The desire to improve and to grow is innate in many of us. As we kick-start the New Year, many of us would have had made resolutions (whether consciously or not) to self-improve, grow and change some aspects of our lives for the better, be it to exercise, eat better, study harder etc.
What about spiritual habits such as prayer and reading the Word? Do any of you find it challenging and not-so-natural to develop/build them into the routine of your life? You are not alone.
Developing (good) spiritual habits is no different from developing any other habit we have formed over the course of our lives – it requires time and work. A habit is an acquired behavioral pattern formed by repetition. We are all creatures of habits and are shaped by them. As such, every routine and repetition has a formative effect on our being and how we then develop as a person.
Now take that and apply it to Christian discipleship and you will find that spiritual habits, if cultivated properly can enhance and add a lot to our spiritual walk and experience of God, His living Word and presence in our lives.
As we embark on the New Year, here are some things we can turn our minds to and work on in the course of developing new (good) spiritual habits together.
The Lord’s Prayer invites us to a posture of openness before God as our Father. Before undertaking anything in the name of discipleship and being a “good” Christian, know firstly that your Heavenly Father calls you and accepts you as His by sheer love and acceptance and not your works (Galatians 2:15 -21). Find that orientation in your heart in response to this truth, and you will find a different motivation to develop and build good spiritual habits in your life.
We start each New Year with a resolve to better ourselves – there is an intuitive desire to be “better”, to improve, to change and to achieve our goals. It’s as though somewhere in every person is a deep conscience that directs that they should be living a “certain” way. How often do we beat ourselves up and feel like we can do better and that we should be better. But how much of it is driven by a different motivation, whether it is fear, the world around us or just us and our self-centred desires?
The gospel, however, compels us without guilt or shame. Instead, it gives us a new motivation by renewing us from the inside out, such that we desire change, growth and maturity. Not simply for ourselves, but for the good works that God invites us to partake with Him for the sake of others and this world we live in.
How can we be a solution for the sake of others and this world? We are currently undergoing a 12-day churchwide fast and prayer to seek God on this. Join us in the journey with this 12-day devotional.
3. Small, incremental change and repetition
Points 1 and 2 do require time and deep reflection for God and the Spirit to work in us. But there is nothing more beautiful and fulfilling than a deeply Christ-changed life consistent with our outward set of actions and virtue.
So if we are able to position our hearts accordingly and are willing for God to sift through our motivations, what practical steps can be taken to then build good spiritual habits in our day-to-day lives?

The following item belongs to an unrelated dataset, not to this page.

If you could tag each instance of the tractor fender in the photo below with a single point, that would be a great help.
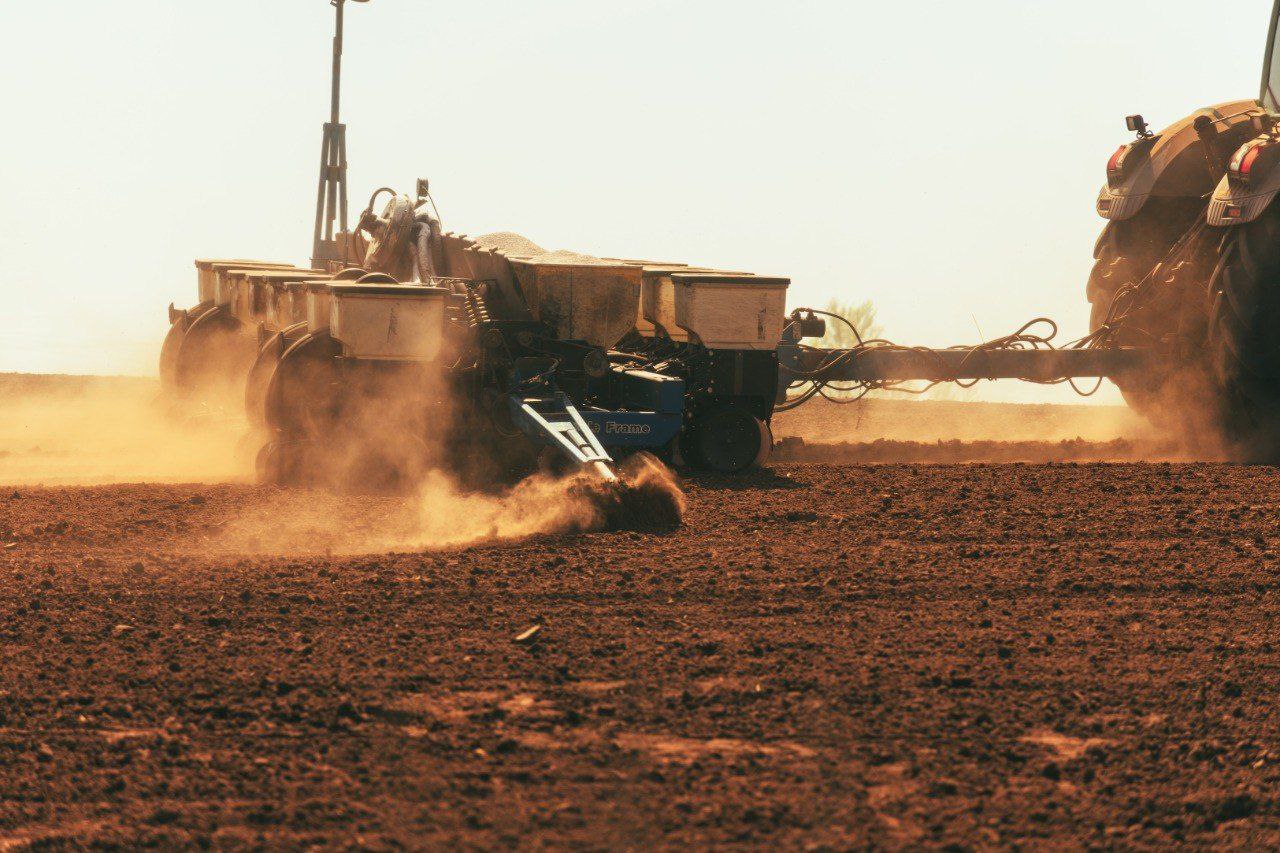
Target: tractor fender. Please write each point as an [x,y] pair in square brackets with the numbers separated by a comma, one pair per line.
[1171,163]
[1239,199]
[179,320]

One of the best advices I have heard is “just start doing something”. While seemingly elementary, this is fundamental because we often easily complicate things and neglect the necessary building blocks to help us move forward effectively.
Set realistic and achievable goals. There is nothing worst than constantly feeling subpar for failing to hit the mark because we have set such high, lofty goals that are unrealistic. Have an honest assessment of yourself, your priorities and schedule.
Make tangible and attainable goals that you can genuinely commit to and do not underestimate the impact of the sense of pride and accomplishment that comes from being able to stick to and complete something.
For example, before starting your busy day, you may consider sparing 15-30 minutes to read a passage from your Bible daily while having breakfast, because that is the most optimum time frame for you in a given day.
Once you have some “wins” under your belt, keep at it and repeat and eventually, you will hopefully find the practice a natural part of your daily life.
4. Find someone to do it with.
As alluded above, there are no short cuts and developing good spiritual habits require time, work and a healthy dose of accountability. However, it need not be burdensome and tedious and hopefully each of us, by His Spirit and grace will find the deep joy and motivation to build these spiritual habits into our lives.
Finally, in order to help us, there is no greater blessing than to have a community around us that can hold us accountable and help us develop these spiritual habits together, be it in prayer or opening up the Word together.